I’m lost because I’m passionate, because I care, and because I know that I want more than what I have, more than what the world is currently offering me. Being lost tells me that I still give a shit about doing something meaningful with my life. It also tells me that my past is not my future; it tells me I’m the kind of person that doesn’t settle for good enough; it tells me that I’d rather live in uncertainty than in the midst of something that doesn’t bring me happiness; and it tells me there is a bigger, better version of myself I have yet to realize. In a way, being lost is an opportunity to reinvent myself. To choose which pieces of my life, which habits, which traits and even which people, to keep and which to leave. It’s a chance to strip it down and build it back up.

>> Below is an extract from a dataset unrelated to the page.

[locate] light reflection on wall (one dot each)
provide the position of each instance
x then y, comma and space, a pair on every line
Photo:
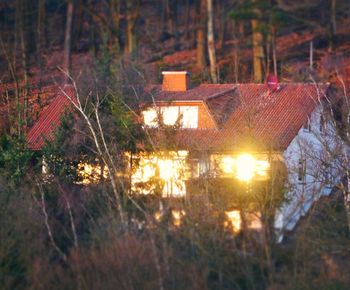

If you’re in the same boat (whether you’re twenty-something or not), remember this: Do not be afraid of being lost and do not fear uncertainty because you can’t “get found” if you never leave your comfort zone. It’s OK to be lost, as long as you never lose your passion for life, your desire to keep working hard towards the things that you want and the conviction to keep searching for what it is that makes you truly happy. Do not accept mediocrity as your fate and you will be OK. You will find happiness. And you will always be right where you’re supposed to be.